Les responsables talibans ont déclaré avoir mis en place une haute commission chargée de fournir des services de base aux Afghans qui rentrent au pays et prévoient établir des camps temporaires pour les héberger. Pourtant, de nombreux Afghans de retour au pays estiment que ces mesures ne sont guère réconfortantes. Parmi eux, certaines des quelque 600 000 personnes qui ont fui au cours des deux dernières années après la prise de pouvoir par les talibans, notamment des journalistes, des militants et d’anciens policiers, soldats et fonctionnaires qui travaillaient pour le gouvernement soutenu par les États-Unis.

« La peur tous les jours »

Pour Abdul Rahman Hussaini, 56 ans, retourner en Afghanistan, c’est comme entrer en territoire ennemi. Lorsque les talibans ont pris le pouvoir, ses anciens employeurs au sein d’une organisation non gouvernementale étrangère lui ont conseillé de demander l’asile aux États-Unis dans le cadre d’un programme destiné aux Afghans ayant travaillé pour des organisations financées par les États-Unis. Ce programme exigeait que les demandeurs se trouvent en dehors de l’Afghanistan.

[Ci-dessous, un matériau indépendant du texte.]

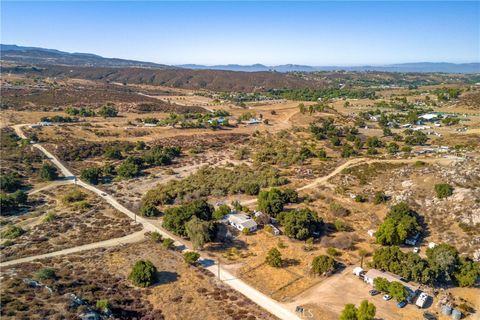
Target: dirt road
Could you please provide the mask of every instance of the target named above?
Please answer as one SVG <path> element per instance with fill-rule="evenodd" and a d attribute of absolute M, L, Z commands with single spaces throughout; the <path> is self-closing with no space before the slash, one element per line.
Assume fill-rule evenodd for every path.
<path fill-rule="evenodd" d="M 27 125 L 28 124 L 21 124 L 21 125 L 13 126 L 17 135 L 19 137 L 23 138 L 23 139 L 26 139 L 26 136 L 22 131 L 22 127 L 25 127 Z M 143 217 L 137 216 L 134 212 L 132 212 L 132 211 L 128 210 L 127 208 L 125 208 L 124 206 L 122 206 L 111 195 L 108 195 L 105 192 L 103 192 L 102 190 L 100 190 L 100 189 L 98 189 L 98 188 L 96 188 L 92 185 L 89 185 L 89 184 L 87 184 L 87 183 L 85 183 L 81 180 L 78 180 L 75 177 L 75 175 L 72 174 L 72 172 L 67 169 L 67 167 L 65 167 L 54 155 L 52 155 L 49 151 L 47 151 L 40 144 L 32 144 L 32 146 L 39 149 L 40 151 L 42 151 L 47 156 L 47 158 L 49 158 L 49 160 L 55 166 L 57 166 L 57 168 L 60 169 L 60 171 L 62 172 L 62 174 L 65 176 L 65 178 L 68 181 L 71 181 L 71 183 L 75 183 L 78 186 L 81 186 L 85 189 L 88 189 L 88 190 L 96 193 L 98 196 L 105 199 L 115 209 L 117 209 L 120 212 L 123 212 L 125 215 L 127 215 L 131 219 L 135 219 L 135 221 L 142 224 L 142 226 L 144 228 L 144 230 L 141 231 L 142 233 L 145 232 L 145 231 L 156 231 L 156 232 L 160 233 L 163 237 L 172 238 L 171 234 L 168 231 L 166 231 L 165 229 L 160 228 L 158 226 L 155 226 L 154 224 L 152 224 L 151 222 L 149 222 L 147 219 L 145 219 Z M 117 244 L 115 244 L 115 243 L 117 243 Z M 74 253 L 74 252 L 78 252 L 78 251 L 89 250 L 89 249 L 93 249 L 93 248 L 101 248 L 101 247 L 105 247 L 105 246 L 114 246 L 114 245 L 118 245 L 118 244 L 120 244 L 120 243 L 118 243 L 118 239 L 111 239 L 111 240 L 107 240 L 107 241 L 103 241 L 103 242 L 97 242 L 97 243 L 93 243 L 93 244 L 89 244 L 89 245 L 85 245 L 85 246 L 79 246 L 79 247 L 69 248 L 69 249 L 66 249 L 66 250 L 52 252 L 52 253 L 49 253 L 47 255 L 37 255 L 37 256 L 31 256 L 31 257 L 18 259 L 18 260 L 12 260 L 12 261 L 8 261 L 8 262 L 4 262 L 4 263 L 0 264 L 0 267 L 4 267 L 4 266 L 8 266 L 8 265 L 14 265 L 14 264 L 22 263 L 22 262 L 27 262 L 27 261 L 33 261 L 33 260 L 37 260 L 37 259 L 42 259 L 42 258 L 46 258 L 46 257 L 49 257 L 49 256 L 63 255 L 63 254 Z M 188 248 L 188 245 L 181 242 L 181 240 L 179 240 L 178 238 L 176 238 L 176 241 L 175 241 L 174 245 L 178 246 L 178 247 L 184 247 L 184 248 L 186 248 L 185 250 L 190 250 Z M 230 287 L 232 287 L 236 291 L 242 293 L 247 298 L 249 298 L 251 301 L 255 302 L 256 304 L 258 304 L 259 306 L 261 306 L 262 308 L 264 308 L 268 312 L 272 313 L 276 317 L 278 317 L 280 319 L 285 319 L 285 320 L 300 319 L 294 312 L 286 309 L 285 307 L 283 307 L 277 301 L 275 301 L 275 300 L 271 299 L 270 297 L 264 295 L 263 293 L 259 292 L 258 290 L 256 290 L 252 286 L 245 283 L 243 280 L 234 277 L 232 274 L 230 274 L 223 267 L 221 267 L 221 266 L 219 267 L 218 263 L 215 260 L 212 260 L 210 258 L 205 258 L 205 257 L 202 256 L 200 258 L 199 262 L 207 270 L 212 272 L 214 275 L 219 275 L 220 280 L 224 281 L 227 285 L 229 285 Z"/>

Lui et les onze membres de sa famille qui l’ont accompagné au Pakistan sont restés après l’expiration de leurs visas de trois mois, toujours dans l’attente d’une réponse du programme. « Nous vivions dans la peur tous les jours ; c’était comme si nous étions dans une prison », a-t-il déclaré.

Puis la nouvelle de la politique d’expulsion est tombée. Son propriétaire l’a expulsé et, deux semaines plus tard, la police a frappé à la porte de la maison d’un ami où sa famille avait déménagé.

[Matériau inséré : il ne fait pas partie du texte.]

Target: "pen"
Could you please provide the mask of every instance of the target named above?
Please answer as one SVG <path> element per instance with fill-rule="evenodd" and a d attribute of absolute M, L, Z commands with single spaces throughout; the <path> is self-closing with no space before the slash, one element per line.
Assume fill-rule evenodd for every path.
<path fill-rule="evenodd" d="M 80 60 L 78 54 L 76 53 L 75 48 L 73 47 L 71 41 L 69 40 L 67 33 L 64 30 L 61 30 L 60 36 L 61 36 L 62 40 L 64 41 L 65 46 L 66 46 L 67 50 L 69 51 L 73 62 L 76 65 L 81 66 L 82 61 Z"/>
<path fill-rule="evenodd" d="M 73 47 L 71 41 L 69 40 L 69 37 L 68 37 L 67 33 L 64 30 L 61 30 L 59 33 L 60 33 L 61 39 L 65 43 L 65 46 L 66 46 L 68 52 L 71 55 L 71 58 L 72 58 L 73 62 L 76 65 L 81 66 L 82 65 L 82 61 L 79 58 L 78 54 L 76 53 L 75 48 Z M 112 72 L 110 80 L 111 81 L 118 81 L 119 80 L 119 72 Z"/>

De retour dans son pays, il est submergé par l’anxiété. Il craint de ne plus pouvoir bénéficier de l’asile américain. Il craint les représailles des talibans pour son travail antérieur. Il n’a aucune idée de la manière dont il pourra subvenir aux besoins de sa famille.

« À chaque instant, mon sentiment de peur s’accroît », a-t-il déclaré.

Cet article a été publié à l’origine dans le New York Times.